Abbiamo incontrato padre Abboud a Karas, Beirut, nel quartier generale di Caritas Libano. Di fronte al centro direttivo è presente uno dei tanti Primary Health Care Center che ogni giorno in tutta la nazione offrono screening, diagnosi e consultazioni mediche. In quest’area densamente popolata alcuni giorni vengono distribuite fino a mille confezioni di medicinali, in media circa 15.000 ogni mese. Sono oltre 800 le consultazioni mediche mensili, senza contare i servizi paramedici nelle scuole (psicomotricisti e logopedisti per i bambini) e i progetti specifici per pazienti con disabilità o anziani (consegna di dispositivi medici e assistenza in denaro). In certi casi viene erogato anche un piccolo contributo per coprire i costi di ospedalizzazione.

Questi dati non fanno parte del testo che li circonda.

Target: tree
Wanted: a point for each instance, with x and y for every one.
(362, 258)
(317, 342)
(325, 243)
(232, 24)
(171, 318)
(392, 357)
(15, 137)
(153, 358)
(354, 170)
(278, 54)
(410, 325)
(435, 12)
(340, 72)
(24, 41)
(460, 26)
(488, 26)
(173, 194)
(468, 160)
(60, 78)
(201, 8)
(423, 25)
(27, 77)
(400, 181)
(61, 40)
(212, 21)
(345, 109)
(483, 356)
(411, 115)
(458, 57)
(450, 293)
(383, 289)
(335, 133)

Servizi per i libanesi e per i migranti
«Grazie a progetti specifici tutti i servizi sono per lo più gratuiti per i libanesi e i migranti, oppure vi si contribuisce con una quota irrisoria», spiega l’infermiera Rouba Chalhoub: «Distribuiamo farmaci, facciamo prescrizioni mediche, effettuiamo esami diagnostici anche grazie a un ecografo e se necessario indirizziamo le persone ai laboratori esterni per esami specifici. Offriamo servizi paramedici come psicomotricità, logopedia e fisioterapia. C’è il cardiologo, c’è il diabetologo. Abbiamo un servizio di odontoiatria e uno di vaccinazione per tutti i giovani da 0 a 18 anni. È attivo inoltre uno studio di salute mentale perché, specialmente dopo la crisi economica e l’esplosione al porto di Beirut, molte persone sono affette da disturbo post-traumatico da stress, ansia e depressione».
Le Cliniche mobili
La sede di Karas è anche il quartier generale delle Cliniche mobili: si tratta di otto veicoli che operano in tutto il Libano. «Ora stiamo acquistando altre quattro macchine da dislocare nel sud del paese per affrontare la crisi bellica e assistere i migranti», dice l’infermiera: «Così raggiungiamo le persone che vivono nelle zone rurali e nei rifugi che non hanno accesso ai servizi sanitari». È anche grazie ai donatori internazionali che è possibile dare concretezza a tutto questo. «Riceviamo aiuti soprattutto dagli Stati Uniti, dall’Unhcr, dal Programma alimentare mondiale, dall’Unione europea, dalle Caritas italiana, tedesca e tante altre», spiega padre Abboud. Sempre dall’estero arriva un contributo fondamentale per le famiglie: «Qui oggi vivono circa 4 milioni di libanesi ma all’estero ce ne sono 12 milioni. Con la crisi economica la diaspora è divenuta l’ossigeno del Libano: ogni famiglia riceveva 200 o 300 dollari al mese dai parenti oltreconfine. Perciò tanti giovani libanesi ora vedono l’emigrazione come l’unica via di sopravvivenza». C’è poi la complessa e delicata questione dei rifugiati siriani. «A partire dal 2011 — continua il presidente — a causa della guerra sono arrivati in massa e oggi ce ne sono almeno 1.500.000 registrati» in Libano. Ciò ha creato «tensioni forti tra libanesi e siriani» perché «molti vivono nei campi senza pagare acqua ed elettricità» e perché «alcuni restano in Libano solo per ricevere gli aiuti ma poi tornano periodicamente in Siria».
Come nella clinica della Caritas a Beirut, così in tutto il Libano le porte sono sempre aperte ma è fondamentale l’aiuto della comunità internazionale.